Overuse of H2Blockers
Overutilization of medication, another indicator of inappropriate prescribing, was demonstrated in a retrospective chart review of the use of histamine-2 (H2) receptor blocker therapy among 711 residents in one academic nursing home (Gurwitz et al., 1992). H2 blocker therapy was used for unsubstantiated indications in 41 percent of the 110 residents receiving this category of drugs.

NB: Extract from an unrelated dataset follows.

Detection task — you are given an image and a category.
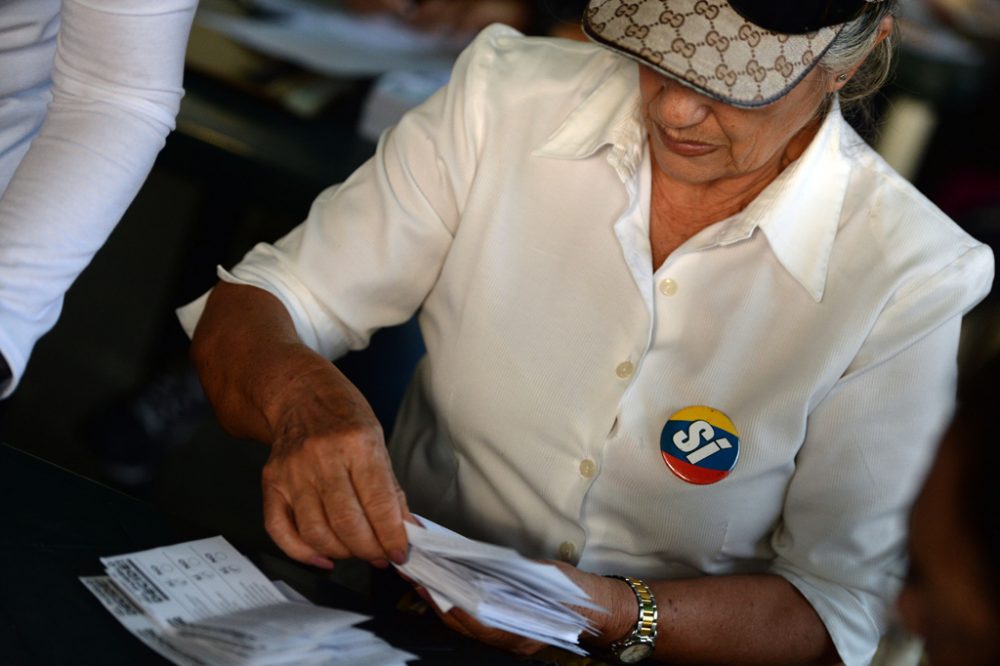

INCIDENCE OF MEDICATION ERRORS IN AMBULATORY CARE
For the purposes of this study, the committee examined medication error rates in six different settings within the ambulatory care domain: (1) the interface between care settings, for example, from hospital care to outpatient clinic; (2) the ambulatory clinic; (3) the community or mail order pharmacy; (4) the home care setting; (5) the self-care setting; and (6) the school setting.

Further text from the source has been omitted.